5. Add a column to show Tenure Category (New, Mid, Experienced)
Use: Calculated Column
Tenure Category =
SWITCH(TRUE(),
EmployeeData[YearsAtCompany] <= 2, "New",
EmployeeData[YearsAtCompany] <= 5, "Mid",
"Experienced"
)
✅ Use Column for row-level classification.
6. Calculate total overtime employees
Use: Measure
Total Overtime =
CALCULATE(
COUNTROWS(EmployeeData),
EmployeeData[OverTime] = "Yes"
)
✅ Use Measure—aggregates and updates with filters.
7. What % of employees with poor Work-Life Balance (1 or 2) also do overtime?
Use: Measure
Poor WLB Overtime % =
DIVIDE(
CALCULATE(COUNTROWS(EmployeeData),
EmployeeData[WorkLifeBalance] <= 2,
EmployeeData[OverTime] = "Yes"),
CALCULATE(COUNTROWS(EmployeeData), EmployeeData[WorkLifeBalance] <= 2)
)
✅ Measure, because it’s a filtered ratio calculation.
8. Rank employees by income within their department
Use: Calculated Column (for display), or Measure (for dynamic ranking)
As Column:
Income Rank =
RANKX(
FILTER(EmployeeData, EmployeeData[Department] = EARLIER(EmployeeData[Department])),
EmployeeData[MonthlyIncome],
,
DESC,
Dense
)
✅ Use Column if you want a static rank shown in the table.

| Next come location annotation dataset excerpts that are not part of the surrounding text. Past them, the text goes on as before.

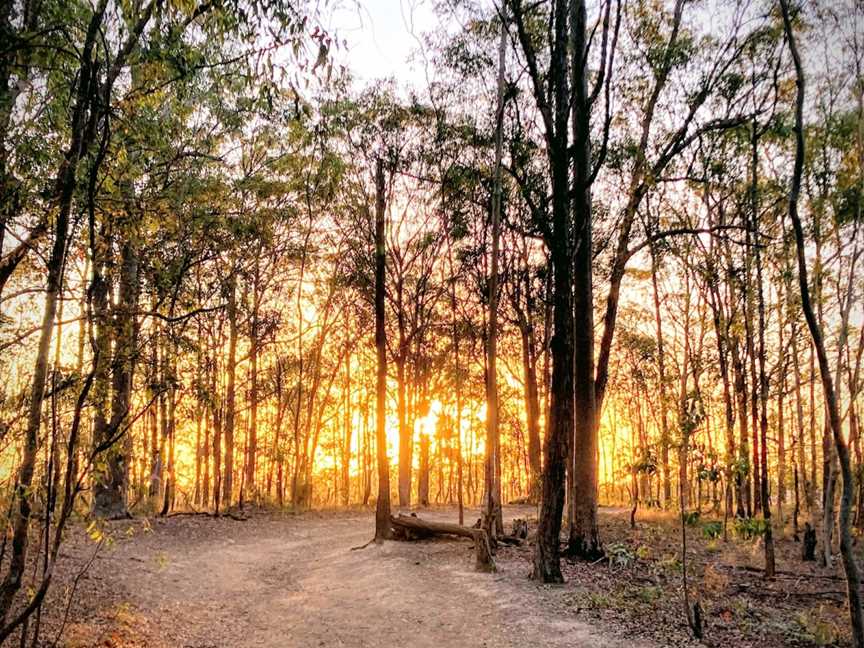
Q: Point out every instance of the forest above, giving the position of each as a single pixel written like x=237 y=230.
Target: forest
x=583 y=289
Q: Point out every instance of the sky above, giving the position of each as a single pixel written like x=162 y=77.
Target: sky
x=381 y=35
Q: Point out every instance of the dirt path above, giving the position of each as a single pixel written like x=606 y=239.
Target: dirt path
x=294 y=581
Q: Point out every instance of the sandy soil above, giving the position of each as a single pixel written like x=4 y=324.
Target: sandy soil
x=294 y=581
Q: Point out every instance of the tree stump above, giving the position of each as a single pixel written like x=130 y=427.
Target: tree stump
x=808 y=547
x=410 y=527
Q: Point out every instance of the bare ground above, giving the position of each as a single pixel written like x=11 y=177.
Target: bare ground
x=283 y=580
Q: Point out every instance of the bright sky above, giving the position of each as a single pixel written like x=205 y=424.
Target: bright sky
x=381 y=36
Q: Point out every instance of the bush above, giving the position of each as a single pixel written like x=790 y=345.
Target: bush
x=749 y=528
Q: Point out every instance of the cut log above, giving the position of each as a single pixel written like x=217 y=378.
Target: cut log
x=410 y=527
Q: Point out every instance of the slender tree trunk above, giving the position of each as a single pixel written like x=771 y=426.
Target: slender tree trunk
x=493 y=521
x=230 y=405
x=665 y=441
x=81 y=131
x=853 y=579
x=382 y=508
x=763 y=375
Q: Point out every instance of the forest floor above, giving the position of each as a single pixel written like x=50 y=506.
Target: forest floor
x=293 y=580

9. Count employees per age band with high performance (rating ≥ 4)
Use: Measure
High Performers by Age Band =
CALCULATE(
COUNTROWS(EmployeeData),
EmployeeData[PerformanceRating] >= 4
)
✅ Use Measure so it updates dynamically with the age band filter.
10. Create a summary table: Department vs Avg. Income & Avg. Tenure
Use: Calculated Table
Dept Summary =
SUMMARIZE(
EmployeeData,
EmployeeData[Department],
"Avg Income", AVERAGE(EmployeeData[MonthlyIncome]),
"Avg Tenure", AVERAGE(EmployeeData[YearsAtCompany])
)
✅ Calculated Table for static summary reporting or advanced relationships.